Nadia Bokody: Study reveals three female ‘orgasm styles’
A new study has revealed women experience different orgasms, with sex columnist Nadia Bokody explaining all three. What one are you?
I’ll never forget the first time I saw it …
A woman climaxing on screen.
Her scream rang out so loudly through my then-boyfriend’s bedroom TV, it made the VHS player sitting atop it vibrate.
It might have been a bad nineties porn flick, but depictions of female sexual pleasure haven’t exactly improved more than two decades on.
RedTube and sites like it still lean into the spontaneous screeching orgasm trope (even though research has since proven moaning isn’t a reliable indicator of climax), and Hollywood sex scenes are typically punctuated by stylised back arching and lip biting that portray climax as a kind of uniform event.
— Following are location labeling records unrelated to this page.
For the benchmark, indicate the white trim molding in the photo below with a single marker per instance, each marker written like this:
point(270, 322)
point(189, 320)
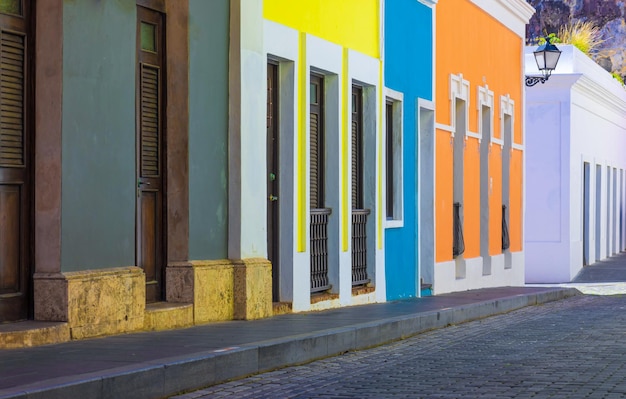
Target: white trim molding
point(459, 89)
point(485, 98)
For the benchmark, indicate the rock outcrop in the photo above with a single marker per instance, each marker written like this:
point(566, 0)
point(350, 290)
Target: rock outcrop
point(607, 15)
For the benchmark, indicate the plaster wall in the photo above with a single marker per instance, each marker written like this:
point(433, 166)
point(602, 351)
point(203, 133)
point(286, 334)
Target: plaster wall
point(343, 52)
point(98, 135)
point(468, 72)
point(578, 117)
point(208, 129)
point(408, 47)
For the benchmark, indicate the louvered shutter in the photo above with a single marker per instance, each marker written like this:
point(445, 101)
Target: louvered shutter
point(315, 166)
point(150, 131)
point(357, 147)
point(11, 99)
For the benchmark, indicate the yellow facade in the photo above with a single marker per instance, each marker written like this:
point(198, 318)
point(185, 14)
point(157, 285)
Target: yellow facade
point(352, 24)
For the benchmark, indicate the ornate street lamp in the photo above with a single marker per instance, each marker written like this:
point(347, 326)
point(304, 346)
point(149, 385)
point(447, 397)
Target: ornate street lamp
point(547, 56)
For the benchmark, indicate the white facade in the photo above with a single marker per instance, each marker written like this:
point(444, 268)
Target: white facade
point(575, 168)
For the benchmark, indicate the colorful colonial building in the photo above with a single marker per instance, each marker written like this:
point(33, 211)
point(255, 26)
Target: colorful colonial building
point(409, 146)
point(324, 151)
point(576, 136)
point(479, 144)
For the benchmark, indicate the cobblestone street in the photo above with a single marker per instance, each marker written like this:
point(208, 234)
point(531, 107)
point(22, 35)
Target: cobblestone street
point(575, 348)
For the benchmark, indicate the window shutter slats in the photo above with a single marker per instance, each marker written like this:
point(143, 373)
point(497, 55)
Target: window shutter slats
point(355, 165)
point(314, 128)
point(11, 99)
point(149, 121)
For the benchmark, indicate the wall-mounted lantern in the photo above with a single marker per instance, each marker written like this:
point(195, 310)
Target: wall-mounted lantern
point(547, 56)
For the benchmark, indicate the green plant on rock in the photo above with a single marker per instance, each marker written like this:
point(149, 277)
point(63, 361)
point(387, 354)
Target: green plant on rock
point(618, 77)
point(551, 37)
point(583, 35)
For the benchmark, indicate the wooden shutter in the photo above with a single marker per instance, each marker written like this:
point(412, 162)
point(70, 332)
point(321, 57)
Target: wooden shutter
point(316, 143)
point(11, 99)
point(389, 160)
point(150, 107)
point(357, 147)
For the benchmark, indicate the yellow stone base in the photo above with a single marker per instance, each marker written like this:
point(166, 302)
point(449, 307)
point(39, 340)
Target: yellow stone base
point(105, 302)
point(279, 308)
point(167, 316)
point(253, 289)
point(213, 291)
point(33, 333)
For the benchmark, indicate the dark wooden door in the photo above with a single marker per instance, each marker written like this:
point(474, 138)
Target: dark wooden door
point(15, 160)
point(273, 177)
point(150, 143)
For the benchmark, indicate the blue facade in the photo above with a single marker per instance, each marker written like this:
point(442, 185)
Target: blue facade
point(408, 70)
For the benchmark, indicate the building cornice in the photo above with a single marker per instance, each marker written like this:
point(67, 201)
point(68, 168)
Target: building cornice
point(429, 3)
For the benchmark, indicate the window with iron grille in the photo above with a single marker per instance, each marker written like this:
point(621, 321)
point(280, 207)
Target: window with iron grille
point(319, 214)
point(359, 215)
point(505, 230)
point(458, 243)
point(393, 159)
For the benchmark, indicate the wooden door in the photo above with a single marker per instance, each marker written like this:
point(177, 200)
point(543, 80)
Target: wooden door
point(15, 160)
point(273, 177)
point(150, 143)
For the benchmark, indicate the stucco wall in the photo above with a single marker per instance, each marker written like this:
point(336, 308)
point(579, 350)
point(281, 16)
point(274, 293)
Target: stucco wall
point(408, 69)
point(575, 120)
point(469, 72)
point(98, 143)
point(208, 129)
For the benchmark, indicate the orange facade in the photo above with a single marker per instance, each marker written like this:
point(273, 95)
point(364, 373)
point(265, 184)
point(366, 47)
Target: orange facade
point(476, 46)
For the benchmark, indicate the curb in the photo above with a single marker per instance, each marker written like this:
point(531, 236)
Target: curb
point(171, 376)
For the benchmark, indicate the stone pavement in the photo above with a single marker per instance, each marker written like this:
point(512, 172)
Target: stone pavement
point(159, 364)
point(568, 349)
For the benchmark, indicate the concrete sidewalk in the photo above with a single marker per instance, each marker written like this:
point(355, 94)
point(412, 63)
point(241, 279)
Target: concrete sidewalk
point(159, 364)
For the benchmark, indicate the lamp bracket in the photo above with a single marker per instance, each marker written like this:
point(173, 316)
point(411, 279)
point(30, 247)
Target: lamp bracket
point(533, 80)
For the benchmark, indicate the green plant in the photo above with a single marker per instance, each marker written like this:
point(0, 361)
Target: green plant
point(583, 35)
point(618, 77)
point(552, 38)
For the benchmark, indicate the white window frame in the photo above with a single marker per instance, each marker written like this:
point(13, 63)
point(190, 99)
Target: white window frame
point(397, 98)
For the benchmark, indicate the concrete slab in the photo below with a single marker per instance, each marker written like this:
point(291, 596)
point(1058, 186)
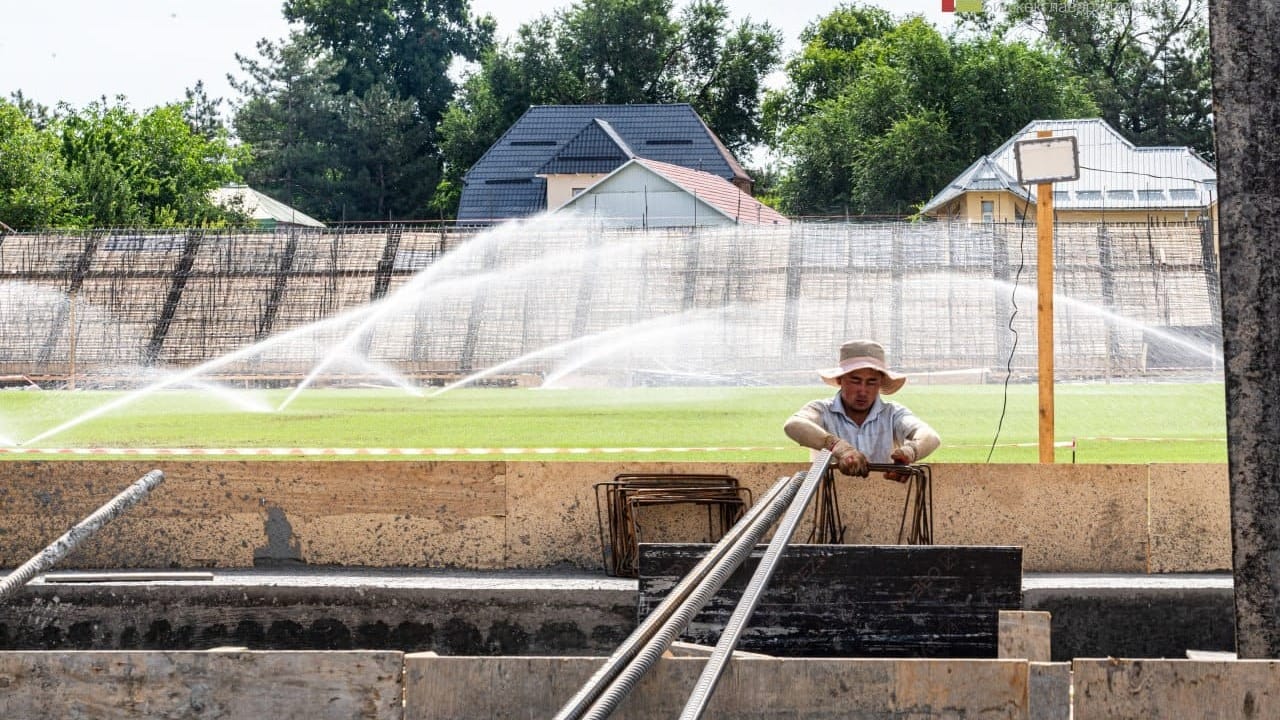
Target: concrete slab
point(489, 688)
point(106, 686)
point(1175, 688)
In reality, getting off is a far more sophisticated and nuanced experience for people with vulvas.
In fact, a new study by Charles University in Prague has confirmed there’s not one singular way for vulva owners to have an orgasm. Researchers identified three different patterns of pelvic floor contractions that occur at the point of The Big O: The Wave, The Avalanche, and The Volcano.
These findings reinforce what sex scientists Masters and Johnson discovered back in the 1960s, when they conducted groundbreaking experiments with real people having real sex in labs, and monitored their responses, ultimately creating the now iconic ‘Sexual Response Cycle’, which breaks sex down into a four-phase model of physiological responses: excitement, plateau, orgasm, and resolution.
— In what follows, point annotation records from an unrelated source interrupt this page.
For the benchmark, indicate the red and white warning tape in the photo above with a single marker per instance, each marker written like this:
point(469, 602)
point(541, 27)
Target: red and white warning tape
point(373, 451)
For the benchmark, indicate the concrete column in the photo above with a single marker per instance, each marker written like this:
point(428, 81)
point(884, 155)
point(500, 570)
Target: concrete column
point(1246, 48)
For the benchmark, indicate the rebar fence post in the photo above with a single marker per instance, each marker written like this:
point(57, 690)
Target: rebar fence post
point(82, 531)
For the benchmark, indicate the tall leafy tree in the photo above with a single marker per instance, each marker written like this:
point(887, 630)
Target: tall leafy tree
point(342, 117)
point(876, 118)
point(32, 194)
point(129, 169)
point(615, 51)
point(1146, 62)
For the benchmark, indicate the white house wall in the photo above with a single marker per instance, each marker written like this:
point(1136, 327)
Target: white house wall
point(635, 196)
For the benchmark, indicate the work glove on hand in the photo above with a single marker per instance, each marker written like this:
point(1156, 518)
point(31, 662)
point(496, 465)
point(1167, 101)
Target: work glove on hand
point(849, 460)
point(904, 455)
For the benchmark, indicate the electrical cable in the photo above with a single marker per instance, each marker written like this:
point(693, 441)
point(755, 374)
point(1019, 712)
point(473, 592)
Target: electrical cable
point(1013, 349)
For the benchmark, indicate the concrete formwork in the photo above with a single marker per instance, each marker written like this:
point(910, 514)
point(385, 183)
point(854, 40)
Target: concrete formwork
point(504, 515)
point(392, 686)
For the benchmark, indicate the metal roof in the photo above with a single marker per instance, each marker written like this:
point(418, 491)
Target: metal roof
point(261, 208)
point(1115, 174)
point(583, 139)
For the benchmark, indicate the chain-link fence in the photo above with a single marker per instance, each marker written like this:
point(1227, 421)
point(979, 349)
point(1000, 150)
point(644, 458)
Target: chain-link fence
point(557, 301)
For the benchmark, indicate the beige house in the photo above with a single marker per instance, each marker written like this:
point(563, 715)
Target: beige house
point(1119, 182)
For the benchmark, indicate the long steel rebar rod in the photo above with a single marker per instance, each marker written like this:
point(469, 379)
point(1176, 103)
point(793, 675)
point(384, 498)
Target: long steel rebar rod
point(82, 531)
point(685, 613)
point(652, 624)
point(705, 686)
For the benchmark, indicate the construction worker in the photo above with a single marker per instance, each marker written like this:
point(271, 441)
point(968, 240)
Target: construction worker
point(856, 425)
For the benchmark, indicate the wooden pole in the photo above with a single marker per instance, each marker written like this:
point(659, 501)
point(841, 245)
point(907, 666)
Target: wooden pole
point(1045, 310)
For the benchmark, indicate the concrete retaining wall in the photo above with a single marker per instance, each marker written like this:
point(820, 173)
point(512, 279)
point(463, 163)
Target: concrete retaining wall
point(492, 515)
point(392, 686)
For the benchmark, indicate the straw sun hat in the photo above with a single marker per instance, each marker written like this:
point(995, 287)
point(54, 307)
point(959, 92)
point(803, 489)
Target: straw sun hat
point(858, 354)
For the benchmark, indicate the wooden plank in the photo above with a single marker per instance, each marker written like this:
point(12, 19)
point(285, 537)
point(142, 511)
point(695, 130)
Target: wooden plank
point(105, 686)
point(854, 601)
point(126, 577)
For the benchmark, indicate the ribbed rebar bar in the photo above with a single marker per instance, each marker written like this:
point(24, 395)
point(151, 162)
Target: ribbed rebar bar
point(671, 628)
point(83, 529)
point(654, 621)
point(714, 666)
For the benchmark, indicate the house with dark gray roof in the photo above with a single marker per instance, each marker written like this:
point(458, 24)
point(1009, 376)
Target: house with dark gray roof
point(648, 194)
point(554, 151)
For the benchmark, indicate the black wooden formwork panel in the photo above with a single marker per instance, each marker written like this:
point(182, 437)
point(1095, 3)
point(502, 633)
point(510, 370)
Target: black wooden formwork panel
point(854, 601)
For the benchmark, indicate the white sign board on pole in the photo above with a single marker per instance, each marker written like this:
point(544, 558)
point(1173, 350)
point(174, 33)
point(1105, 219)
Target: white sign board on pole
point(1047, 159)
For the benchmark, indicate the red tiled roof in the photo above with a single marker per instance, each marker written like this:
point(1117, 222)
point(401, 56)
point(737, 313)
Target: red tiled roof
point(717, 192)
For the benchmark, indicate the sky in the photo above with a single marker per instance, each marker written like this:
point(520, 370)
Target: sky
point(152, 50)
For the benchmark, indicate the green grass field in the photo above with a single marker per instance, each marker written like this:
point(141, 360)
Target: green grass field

And it’s the orgasm part in particular – especially when applied to women, who tend to get off far less during partnered sex than men (at least, according to this study) – we’re really only just beginning to scratch the surface of understanding.
The Prague study, which recorded pelvic floor contractions while women self-pleasured using a Bluetooth vibrator designed to measure the frequency and intensity of those contractions, included just 54 participants, so it’s highly likely other varieties of orgasm are yet to be discovered.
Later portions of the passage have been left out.